Mi vida se acorta pues no te llevo dentro. 
Mi esperanza de vivir eres tu, 
y no estoy allí. 
¿Por qué no estoy allí?, te preguntarás, 
¿Por qué no he tomado ese bus que me llevaría a ti? 
Porque el mundo que llevo aquí no me permite estar allí. 
Porque todas las noches me torturo pensando en ti. 
¿Por qué no solo me olvido de ti? 
¿Por qué no vivo solo así? 
¿Por qué no solo..."

Invierno.

Tu amor es como una estación que nunca pasa. Como un invierno eterno y frío. Tu amor heló a mi corazón, a mi débil corazón a la espera de señales de alerta. La melodía parsimoniosa de las canciones más odiosas y horribles aún suena. A sus puertas ya no quiere llamar nadie, y si llaman, puede que ya no quiera abrir. Y los gritos ya no afloran, y nadie sueña. Nadie llora. Solo callan. Él calla por el miedo a ser descubierto. Tu amor lo hizo frágil. Aún te recuerda, claro que te recuerda. Te recuerda como una dulce brisa que atisba de vez en cuando, y se cuela en sus cavidades, y lo hace sentir pequeño. Y recuerda el latir fuerte, y recuerda lo que era sentir. También sabe que no te has ido. Y que vuestro pasado, vuestro presente y vuestro futuro son inciertos. Son abstractos, son casi imaginarios. Recuerda las historias que le contaban sobre que aquello existía. Y sigue pequeño y desolado y sin creer muchas cosas, y a la vez creyendo demasiadas. Y a veces siente que no queda nada, mientras que en ocasiones aún le queda algo de ingenuidad y sueña. Sigue siendo inocente, aunque intente negárselo. Le gusta recordar el paso de las estaciones. Le gusta recordar la dulce primavera, y el olor de las flores. Le encanta recordar todo aquello que ya no volverá, y le gusta sonreír porque una vez estuvo ahí. Pero esta vez el invierno no quiere irse. Y ya es demasiado largo. Lo peor es que se habituó tanto al invierno, que ahora tiene miedo de que éste pase. Y una parte de él realmente no quiere volver a esa primavera, a esos cambios, a esos nuevos descubrimientos. Porque sus raíces ahí se quedaron, donde más frío hacía, donde le dijeron que no aguantaría mucho. Ahí quisieron quedarse.
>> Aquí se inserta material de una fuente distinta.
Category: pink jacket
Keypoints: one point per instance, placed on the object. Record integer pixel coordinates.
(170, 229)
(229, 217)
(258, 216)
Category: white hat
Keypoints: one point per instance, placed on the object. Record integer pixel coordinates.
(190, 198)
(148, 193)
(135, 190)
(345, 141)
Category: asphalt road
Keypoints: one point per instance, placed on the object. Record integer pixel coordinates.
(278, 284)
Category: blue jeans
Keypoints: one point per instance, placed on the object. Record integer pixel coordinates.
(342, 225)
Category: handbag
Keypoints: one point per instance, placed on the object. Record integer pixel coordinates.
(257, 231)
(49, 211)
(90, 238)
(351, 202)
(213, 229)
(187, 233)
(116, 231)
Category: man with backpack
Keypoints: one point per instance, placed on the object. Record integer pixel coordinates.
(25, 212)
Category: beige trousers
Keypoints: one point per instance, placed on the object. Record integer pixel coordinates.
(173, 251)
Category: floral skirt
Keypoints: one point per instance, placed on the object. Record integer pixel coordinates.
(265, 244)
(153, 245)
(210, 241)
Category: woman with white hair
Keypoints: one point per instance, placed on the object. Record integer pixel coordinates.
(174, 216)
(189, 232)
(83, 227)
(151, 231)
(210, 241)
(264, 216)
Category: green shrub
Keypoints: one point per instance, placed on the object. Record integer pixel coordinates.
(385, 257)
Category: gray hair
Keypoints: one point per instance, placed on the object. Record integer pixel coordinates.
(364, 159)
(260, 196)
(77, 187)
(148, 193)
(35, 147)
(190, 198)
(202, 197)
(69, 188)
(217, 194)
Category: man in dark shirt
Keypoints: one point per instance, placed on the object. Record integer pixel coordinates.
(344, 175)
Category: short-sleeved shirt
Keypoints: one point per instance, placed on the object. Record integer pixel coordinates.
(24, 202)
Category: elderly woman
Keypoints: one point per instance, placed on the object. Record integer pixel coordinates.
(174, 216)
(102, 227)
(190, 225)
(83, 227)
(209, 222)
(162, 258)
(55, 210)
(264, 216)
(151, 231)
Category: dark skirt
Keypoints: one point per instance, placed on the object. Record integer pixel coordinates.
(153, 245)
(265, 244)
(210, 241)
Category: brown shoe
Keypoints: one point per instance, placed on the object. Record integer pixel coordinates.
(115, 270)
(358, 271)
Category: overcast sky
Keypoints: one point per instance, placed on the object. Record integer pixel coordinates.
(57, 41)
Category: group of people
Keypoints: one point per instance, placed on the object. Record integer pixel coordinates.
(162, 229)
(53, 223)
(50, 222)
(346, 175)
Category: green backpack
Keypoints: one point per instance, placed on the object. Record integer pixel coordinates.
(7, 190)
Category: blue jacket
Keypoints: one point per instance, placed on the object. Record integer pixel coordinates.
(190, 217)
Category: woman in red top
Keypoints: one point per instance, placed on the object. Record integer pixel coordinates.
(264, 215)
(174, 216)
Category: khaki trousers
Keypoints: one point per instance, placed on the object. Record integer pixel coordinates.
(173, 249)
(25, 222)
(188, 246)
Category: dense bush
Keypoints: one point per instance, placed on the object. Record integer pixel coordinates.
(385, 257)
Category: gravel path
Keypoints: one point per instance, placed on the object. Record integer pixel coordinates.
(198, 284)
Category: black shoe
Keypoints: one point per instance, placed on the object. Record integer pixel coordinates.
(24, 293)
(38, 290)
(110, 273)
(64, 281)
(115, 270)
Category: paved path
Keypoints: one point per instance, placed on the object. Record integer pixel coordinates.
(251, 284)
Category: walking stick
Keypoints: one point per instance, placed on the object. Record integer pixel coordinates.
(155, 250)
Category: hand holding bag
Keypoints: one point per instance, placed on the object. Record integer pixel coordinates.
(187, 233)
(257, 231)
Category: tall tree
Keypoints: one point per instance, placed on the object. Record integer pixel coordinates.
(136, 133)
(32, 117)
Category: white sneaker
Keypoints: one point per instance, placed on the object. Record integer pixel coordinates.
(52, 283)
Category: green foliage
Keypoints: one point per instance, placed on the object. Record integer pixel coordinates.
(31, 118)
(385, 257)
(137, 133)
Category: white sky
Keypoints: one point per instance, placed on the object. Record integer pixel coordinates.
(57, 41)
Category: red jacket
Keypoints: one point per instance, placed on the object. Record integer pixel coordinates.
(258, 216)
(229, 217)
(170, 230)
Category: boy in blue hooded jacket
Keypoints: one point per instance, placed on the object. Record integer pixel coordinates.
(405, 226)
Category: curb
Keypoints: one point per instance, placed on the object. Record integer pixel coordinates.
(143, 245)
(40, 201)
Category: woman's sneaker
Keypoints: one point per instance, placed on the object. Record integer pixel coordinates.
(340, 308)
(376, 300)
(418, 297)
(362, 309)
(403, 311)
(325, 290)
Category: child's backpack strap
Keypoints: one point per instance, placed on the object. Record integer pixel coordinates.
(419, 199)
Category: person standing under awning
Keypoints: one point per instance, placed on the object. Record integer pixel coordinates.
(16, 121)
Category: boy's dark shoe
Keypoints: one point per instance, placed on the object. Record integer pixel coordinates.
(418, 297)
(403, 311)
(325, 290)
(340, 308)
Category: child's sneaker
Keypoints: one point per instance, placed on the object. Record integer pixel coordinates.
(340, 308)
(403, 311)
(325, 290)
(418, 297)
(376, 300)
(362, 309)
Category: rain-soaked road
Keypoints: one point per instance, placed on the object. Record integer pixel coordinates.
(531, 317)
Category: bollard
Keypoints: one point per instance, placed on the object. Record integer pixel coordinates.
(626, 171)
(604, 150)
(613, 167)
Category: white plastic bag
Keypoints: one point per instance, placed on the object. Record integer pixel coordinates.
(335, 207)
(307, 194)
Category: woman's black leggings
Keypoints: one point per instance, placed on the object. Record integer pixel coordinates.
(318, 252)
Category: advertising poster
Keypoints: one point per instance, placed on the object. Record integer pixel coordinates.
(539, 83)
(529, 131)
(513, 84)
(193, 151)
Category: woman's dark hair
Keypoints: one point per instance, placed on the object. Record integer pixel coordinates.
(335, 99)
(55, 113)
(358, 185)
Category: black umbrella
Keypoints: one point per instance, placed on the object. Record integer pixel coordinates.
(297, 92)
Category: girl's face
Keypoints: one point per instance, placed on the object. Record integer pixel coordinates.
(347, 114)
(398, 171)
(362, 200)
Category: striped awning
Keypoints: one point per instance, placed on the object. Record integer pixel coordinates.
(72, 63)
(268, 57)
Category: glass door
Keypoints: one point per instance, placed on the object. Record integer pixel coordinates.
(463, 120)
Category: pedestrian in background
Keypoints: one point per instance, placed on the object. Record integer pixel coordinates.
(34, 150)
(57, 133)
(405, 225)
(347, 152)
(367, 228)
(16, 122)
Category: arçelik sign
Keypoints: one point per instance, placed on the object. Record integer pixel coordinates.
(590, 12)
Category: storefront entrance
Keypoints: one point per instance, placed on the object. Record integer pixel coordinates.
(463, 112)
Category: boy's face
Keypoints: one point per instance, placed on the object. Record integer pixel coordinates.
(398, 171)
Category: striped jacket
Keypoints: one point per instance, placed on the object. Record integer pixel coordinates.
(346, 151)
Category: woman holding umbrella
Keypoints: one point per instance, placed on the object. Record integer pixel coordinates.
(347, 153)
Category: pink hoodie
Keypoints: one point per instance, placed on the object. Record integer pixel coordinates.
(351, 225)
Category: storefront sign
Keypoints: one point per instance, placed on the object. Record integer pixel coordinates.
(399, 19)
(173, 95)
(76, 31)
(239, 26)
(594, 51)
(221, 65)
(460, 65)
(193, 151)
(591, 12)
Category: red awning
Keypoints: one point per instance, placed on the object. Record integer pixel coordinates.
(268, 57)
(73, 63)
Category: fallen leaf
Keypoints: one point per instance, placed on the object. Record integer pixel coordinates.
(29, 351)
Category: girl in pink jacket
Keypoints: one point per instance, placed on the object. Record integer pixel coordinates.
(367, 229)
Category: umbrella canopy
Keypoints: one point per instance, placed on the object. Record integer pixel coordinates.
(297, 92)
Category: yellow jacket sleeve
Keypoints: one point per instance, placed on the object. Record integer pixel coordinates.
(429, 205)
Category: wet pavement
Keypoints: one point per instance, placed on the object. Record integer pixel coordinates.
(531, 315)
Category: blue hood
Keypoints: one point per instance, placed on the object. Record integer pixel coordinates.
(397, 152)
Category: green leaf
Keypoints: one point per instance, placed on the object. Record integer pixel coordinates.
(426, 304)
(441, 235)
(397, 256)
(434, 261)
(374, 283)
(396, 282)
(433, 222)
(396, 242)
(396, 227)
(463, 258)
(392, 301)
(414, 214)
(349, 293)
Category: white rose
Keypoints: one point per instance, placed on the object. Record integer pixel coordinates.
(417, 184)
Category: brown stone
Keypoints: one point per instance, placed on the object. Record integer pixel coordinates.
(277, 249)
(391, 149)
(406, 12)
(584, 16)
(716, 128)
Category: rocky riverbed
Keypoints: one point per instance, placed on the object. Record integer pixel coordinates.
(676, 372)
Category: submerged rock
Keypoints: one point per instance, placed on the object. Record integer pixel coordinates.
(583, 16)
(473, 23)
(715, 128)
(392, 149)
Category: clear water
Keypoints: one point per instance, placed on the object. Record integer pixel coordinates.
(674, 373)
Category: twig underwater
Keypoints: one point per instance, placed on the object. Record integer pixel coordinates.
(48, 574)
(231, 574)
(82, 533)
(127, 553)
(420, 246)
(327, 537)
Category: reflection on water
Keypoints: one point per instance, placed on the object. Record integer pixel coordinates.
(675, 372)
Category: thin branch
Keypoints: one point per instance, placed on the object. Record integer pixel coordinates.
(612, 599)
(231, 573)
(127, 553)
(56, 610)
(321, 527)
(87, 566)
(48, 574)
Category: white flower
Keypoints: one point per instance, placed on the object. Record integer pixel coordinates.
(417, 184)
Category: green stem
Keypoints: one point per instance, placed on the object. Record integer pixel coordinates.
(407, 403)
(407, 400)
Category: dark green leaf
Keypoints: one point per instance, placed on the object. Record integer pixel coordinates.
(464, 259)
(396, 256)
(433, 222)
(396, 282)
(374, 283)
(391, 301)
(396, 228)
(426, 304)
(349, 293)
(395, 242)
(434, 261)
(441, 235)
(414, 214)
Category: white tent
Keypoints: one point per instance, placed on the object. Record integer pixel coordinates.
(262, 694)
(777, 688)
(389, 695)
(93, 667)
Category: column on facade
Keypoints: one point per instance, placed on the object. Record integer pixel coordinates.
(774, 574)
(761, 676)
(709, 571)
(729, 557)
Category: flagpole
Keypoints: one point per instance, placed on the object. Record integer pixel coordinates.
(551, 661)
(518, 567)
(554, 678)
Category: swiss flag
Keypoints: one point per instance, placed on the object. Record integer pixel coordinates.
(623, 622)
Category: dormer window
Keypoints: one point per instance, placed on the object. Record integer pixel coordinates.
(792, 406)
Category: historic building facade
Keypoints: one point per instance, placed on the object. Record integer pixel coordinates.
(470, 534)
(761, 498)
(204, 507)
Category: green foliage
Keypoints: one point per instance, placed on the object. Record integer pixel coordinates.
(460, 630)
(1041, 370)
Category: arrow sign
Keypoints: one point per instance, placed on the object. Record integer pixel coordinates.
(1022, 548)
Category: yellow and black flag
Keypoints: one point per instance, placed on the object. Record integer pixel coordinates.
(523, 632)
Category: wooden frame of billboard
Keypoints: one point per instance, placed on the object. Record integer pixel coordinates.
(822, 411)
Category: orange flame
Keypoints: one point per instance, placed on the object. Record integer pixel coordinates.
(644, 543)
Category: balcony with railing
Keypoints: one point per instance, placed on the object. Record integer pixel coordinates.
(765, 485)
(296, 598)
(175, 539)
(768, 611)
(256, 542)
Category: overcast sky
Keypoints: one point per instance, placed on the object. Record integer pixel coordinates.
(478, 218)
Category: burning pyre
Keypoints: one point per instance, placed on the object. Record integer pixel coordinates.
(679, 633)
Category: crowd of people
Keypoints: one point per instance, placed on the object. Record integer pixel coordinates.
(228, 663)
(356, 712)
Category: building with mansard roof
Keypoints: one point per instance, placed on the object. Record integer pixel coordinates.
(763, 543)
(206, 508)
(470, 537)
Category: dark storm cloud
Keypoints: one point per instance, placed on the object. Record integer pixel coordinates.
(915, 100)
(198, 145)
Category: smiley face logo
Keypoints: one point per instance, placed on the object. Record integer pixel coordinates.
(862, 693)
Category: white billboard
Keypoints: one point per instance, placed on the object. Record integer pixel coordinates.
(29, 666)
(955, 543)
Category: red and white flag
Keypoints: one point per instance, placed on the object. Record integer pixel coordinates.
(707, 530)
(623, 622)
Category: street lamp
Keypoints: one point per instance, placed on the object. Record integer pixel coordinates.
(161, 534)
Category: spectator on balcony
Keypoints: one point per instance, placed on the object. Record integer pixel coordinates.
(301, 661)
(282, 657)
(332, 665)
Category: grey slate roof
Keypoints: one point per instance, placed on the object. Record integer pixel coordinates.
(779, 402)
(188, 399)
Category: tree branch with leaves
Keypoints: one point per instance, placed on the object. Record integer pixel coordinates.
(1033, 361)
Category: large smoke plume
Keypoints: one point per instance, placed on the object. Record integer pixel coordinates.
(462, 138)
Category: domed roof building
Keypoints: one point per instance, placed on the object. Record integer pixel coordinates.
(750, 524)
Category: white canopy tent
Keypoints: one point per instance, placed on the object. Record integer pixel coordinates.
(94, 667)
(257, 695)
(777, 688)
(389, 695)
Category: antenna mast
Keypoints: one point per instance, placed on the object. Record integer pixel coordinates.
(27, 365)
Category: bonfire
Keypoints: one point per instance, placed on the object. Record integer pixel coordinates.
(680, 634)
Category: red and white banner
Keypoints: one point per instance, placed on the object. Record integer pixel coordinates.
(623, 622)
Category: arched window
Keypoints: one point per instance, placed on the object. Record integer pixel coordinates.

Y así es como mi corazón ha preferido vivir en su invierno.

viernes, 7 de junio de 2013

Ese lugar

Es raro que el lugar donde más segura me siento, en del que más debería de alejarme. Ese lugar en el cual me quedaría eternamente, ese, es el lugar que aflora los más horribles y seductores encantos. Me hallo presa a una realidad abstracta. Sin la posibilidad de entrar del todo, pero sin salir de ella. En las puertas que separan el cielo del infierno. En míseros instantes puedo revolverme entre las más dulces facciones del cielo, cerrar los ojos y no sentir mi peso, ver los más bellos amaneceres tomada por una mano segura que me hará que la oscuridad de la noche no me lleve con ella. Las advertencias de los sabios dioses están presentes, pero la manzana prohibida es demasiado tentadora, y más cuando su sabor es dulce y su aspecto rojo y sano.

Aquello que me sustenta es demasiado frágil. A menudo me hallo cercana a caer. Y a menudo me hallo en un sueño casi inconsciente que me dice que ahí seguiré estando bien. Porque ese era mi lugar. Pero, ¿lo sigue siendo?